10. Binding Effect; Controlling Document. This Agreement shall be binding upon and
inure to the benefit of any successors to the Company and all persons lawfully claiming under
Executive. In the event of a conflict between the text of this Agreement and the Employment
Agreement, the text of this Agreement shall control.
11. Plan Provisions Control. This Agreement is subject to the terms of the
Plan. To the extent that any of the terms of this Agreement are inconsistent with the provisions
of the Plan, the provisions of the Plan control.

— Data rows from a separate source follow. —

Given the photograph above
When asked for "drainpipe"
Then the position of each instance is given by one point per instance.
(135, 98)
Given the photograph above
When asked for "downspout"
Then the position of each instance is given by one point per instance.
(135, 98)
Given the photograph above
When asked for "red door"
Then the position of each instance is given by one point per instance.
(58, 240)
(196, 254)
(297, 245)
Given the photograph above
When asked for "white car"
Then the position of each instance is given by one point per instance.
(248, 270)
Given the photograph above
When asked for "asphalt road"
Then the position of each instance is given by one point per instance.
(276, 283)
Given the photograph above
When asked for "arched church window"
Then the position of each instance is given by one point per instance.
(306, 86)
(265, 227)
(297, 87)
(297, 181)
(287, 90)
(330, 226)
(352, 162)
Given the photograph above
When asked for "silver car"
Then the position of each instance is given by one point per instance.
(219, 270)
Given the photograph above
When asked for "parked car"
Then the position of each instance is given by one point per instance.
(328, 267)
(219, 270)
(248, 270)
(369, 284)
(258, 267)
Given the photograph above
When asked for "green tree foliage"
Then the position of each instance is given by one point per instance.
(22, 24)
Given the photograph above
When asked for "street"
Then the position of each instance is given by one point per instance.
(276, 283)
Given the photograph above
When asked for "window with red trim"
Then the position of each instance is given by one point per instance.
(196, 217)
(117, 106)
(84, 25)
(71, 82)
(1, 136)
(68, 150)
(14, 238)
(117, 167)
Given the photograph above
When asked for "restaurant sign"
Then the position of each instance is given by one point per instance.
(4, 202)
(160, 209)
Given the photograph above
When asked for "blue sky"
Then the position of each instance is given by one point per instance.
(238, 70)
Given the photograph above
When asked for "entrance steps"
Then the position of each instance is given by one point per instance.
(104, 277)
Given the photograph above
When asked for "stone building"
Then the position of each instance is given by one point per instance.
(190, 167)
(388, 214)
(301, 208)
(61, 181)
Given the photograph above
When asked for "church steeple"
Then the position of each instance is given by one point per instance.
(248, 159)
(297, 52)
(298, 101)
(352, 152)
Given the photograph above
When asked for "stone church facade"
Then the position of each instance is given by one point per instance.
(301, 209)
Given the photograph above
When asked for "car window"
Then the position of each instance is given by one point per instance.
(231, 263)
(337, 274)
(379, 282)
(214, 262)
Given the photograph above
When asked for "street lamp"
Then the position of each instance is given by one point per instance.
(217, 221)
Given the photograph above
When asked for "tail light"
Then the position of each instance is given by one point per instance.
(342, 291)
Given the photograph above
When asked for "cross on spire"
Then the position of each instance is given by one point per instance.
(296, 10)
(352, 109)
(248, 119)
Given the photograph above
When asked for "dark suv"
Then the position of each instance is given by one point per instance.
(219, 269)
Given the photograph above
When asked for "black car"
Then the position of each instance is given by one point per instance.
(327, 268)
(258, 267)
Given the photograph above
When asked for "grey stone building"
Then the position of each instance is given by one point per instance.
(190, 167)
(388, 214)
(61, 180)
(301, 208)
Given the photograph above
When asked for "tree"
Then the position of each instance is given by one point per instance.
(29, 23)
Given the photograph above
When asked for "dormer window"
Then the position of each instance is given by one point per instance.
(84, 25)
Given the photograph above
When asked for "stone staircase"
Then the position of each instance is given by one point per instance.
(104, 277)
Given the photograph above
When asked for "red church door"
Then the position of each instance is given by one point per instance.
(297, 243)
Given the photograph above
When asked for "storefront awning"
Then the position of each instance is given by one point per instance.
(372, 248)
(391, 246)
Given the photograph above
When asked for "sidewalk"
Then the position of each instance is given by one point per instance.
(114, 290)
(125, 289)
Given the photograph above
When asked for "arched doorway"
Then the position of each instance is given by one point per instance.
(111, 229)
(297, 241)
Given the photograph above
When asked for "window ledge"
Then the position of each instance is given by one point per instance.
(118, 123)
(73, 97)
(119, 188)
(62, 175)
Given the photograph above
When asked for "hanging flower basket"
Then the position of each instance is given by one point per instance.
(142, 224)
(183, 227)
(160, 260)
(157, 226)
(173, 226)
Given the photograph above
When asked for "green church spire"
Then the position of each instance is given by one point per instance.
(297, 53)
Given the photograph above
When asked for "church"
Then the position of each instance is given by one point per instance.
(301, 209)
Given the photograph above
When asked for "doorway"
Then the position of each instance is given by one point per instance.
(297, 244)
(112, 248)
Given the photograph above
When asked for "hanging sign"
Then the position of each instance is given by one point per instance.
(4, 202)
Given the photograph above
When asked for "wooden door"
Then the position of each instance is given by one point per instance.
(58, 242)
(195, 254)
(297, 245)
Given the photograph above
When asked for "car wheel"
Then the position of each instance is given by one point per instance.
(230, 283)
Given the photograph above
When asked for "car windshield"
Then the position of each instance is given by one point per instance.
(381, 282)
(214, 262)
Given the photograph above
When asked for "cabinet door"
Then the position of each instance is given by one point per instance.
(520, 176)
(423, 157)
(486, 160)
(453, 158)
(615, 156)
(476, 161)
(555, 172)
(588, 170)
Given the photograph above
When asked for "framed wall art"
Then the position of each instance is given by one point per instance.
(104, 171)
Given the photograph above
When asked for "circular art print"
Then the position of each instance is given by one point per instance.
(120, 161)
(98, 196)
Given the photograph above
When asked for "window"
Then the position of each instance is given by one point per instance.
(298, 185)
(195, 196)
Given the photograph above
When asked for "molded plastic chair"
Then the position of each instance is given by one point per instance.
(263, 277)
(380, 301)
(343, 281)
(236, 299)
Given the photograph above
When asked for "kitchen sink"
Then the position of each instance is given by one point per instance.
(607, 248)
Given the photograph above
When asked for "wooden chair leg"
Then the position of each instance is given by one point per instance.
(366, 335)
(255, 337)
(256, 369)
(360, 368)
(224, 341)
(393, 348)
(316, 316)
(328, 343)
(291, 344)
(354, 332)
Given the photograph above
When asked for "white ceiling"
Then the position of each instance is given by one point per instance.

Any capitalized terms contained herein which are
not otherwise defined in this Agreement have the meaning ascribed to such terms in the Plan.
12. GOVERNING LAW. THIS AGREEMENT SHALL BE GOVERNED BY, AND CONSTRUED IN ACCORDANCE
WITH, THE LAWS OF THE STATE OF TEXAS, UNITED STATES OF AMERICA, APPLICABLE TO CONTRACTS MADE AND TO
BE PERFORMED IN SUCH STATE WITHOUT GIVING EFFECT TO THE PRINCIPLES OF CONFLICTS OF LAWS.
IN WITNESS WHEREOF, the Company has caused this Agreement to be duly executed by its officer
thereunto duly authorized, and Executive has executed this Agreement by electronic acceptance via
the on-line brokerage system, all as of the day and year first above written.